At the beginning of Mr. Obama’s presidency, Iran had roughly 2,000 kilograms of low-enriched uranium, barely enough for a bomb. It now has about 9,000 kilograms, by the estimates of the International Atomic Energy Agency. A few thousand centrifuges were spinning in 2009; today there are 18,000, including new models that are far more efficient and can produce bomb-grade uranium faster. A new heavy water reactor outside the city of Arak promises a new pathway to a bomb, using plutonium, if it goes online next year as Iran says it will.

True rollback would mean dismantling many of those centrifuges, shipping much of the fuel out of the country or converting it into a state that could not be easily adapted to bomb use, and allowing inspections of many underground sites where the C.I.A., Europe and Israel believe hidden enrichment facilities may exist. There is no evidence of those facilities now, but, as a former senior Obama administration official said recently, speaking anonymously to discuss intelligence, “there has never been a time in the past 15 years or so when Iran didn’t have a hidden facility in construction.”

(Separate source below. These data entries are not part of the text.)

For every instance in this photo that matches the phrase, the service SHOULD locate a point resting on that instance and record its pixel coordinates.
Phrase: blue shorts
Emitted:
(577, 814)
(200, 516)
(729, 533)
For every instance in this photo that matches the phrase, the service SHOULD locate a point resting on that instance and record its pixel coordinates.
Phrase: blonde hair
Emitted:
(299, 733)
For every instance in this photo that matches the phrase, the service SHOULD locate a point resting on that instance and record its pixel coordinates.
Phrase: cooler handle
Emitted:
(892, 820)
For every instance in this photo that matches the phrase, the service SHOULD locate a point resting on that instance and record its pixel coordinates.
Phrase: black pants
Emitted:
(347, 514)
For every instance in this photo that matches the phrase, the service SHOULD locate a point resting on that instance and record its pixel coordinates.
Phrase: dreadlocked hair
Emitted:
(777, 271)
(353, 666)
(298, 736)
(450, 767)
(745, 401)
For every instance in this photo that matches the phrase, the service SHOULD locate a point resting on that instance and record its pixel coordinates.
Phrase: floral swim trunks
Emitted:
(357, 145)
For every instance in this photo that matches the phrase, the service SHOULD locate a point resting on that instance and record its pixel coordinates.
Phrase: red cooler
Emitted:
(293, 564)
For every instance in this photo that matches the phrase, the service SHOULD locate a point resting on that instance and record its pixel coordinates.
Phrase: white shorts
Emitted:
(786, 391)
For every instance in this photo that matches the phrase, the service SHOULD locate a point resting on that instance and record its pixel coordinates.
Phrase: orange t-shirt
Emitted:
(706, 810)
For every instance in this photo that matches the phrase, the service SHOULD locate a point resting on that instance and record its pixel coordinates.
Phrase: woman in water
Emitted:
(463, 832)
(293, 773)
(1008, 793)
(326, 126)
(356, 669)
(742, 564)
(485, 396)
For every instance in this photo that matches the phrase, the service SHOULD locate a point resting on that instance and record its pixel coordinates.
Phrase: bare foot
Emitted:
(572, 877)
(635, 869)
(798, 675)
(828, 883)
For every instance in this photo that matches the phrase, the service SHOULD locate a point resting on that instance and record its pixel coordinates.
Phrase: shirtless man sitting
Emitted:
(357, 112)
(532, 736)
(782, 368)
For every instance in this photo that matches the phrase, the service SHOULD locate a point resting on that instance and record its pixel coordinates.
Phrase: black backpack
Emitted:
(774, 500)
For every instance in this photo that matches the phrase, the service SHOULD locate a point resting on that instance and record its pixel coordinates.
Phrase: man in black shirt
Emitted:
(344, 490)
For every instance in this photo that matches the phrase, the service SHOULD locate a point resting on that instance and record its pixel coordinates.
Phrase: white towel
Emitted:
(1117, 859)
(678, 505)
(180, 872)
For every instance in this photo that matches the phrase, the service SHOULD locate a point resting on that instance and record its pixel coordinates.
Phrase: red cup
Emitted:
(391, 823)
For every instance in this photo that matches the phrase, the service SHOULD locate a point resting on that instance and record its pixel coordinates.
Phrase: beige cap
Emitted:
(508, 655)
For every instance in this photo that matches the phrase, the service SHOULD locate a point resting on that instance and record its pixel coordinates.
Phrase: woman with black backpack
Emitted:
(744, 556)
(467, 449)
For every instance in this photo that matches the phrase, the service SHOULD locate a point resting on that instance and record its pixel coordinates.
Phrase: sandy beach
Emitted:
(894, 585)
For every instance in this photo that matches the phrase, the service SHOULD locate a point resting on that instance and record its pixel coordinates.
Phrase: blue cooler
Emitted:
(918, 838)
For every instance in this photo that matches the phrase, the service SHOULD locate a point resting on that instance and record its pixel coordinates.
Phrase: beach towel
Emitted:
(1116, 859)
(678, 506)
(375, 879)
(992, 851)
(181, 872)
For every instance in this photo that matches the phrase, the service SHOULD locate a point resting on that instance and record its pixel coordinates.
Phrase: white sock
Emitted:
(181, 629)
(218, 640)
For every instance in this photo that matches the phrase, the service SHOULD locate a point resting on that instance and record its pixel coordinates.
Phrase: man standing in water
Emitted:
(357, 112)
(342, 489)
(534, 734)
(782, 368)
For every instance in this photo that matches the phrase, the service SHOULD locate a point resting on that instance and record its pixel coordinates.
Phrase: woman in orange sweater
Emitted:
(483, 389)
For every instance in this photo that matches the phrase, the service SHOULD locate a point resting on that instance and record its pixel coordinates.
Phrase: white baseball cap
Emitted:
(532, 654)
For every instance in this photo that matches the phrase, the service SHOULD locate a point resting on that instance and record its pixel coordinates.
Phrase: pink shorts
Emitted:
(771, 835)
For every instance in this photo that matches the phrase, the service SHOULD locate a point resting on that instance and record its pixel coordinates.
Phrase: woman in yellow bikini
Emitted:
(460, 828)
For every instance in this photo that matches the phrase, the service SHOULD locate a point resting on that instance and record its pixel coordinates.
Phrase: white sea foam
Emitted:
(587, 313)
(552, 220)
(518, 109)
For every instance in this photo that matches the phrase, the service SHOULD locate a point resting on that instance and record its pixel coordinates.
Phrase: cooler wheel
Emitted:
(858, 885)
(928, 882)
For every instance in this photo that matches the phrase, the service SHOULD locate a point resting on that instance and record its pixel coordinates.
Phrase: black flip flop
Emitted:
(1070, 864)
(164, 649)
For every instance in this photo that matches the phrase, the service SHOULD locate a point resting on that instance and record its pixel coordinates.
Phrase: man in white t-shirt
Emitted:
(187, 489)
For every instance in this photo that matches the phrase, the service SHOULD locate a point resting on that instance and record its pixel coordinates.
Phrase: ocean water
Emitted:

There is also the problem of forcing Iran to reveal what kind of progress it has made toward designing a weapon. For years, its leaders have refused to answer questions about documents, slipped out of the country by a renegade scientist nearly eight years ago, that strongly suggest work on a nuclear warhead. Inspectors have never been able to interview Mohsen Fakhrizadeh, the academic believed to be in charge of a series of weapons development projects.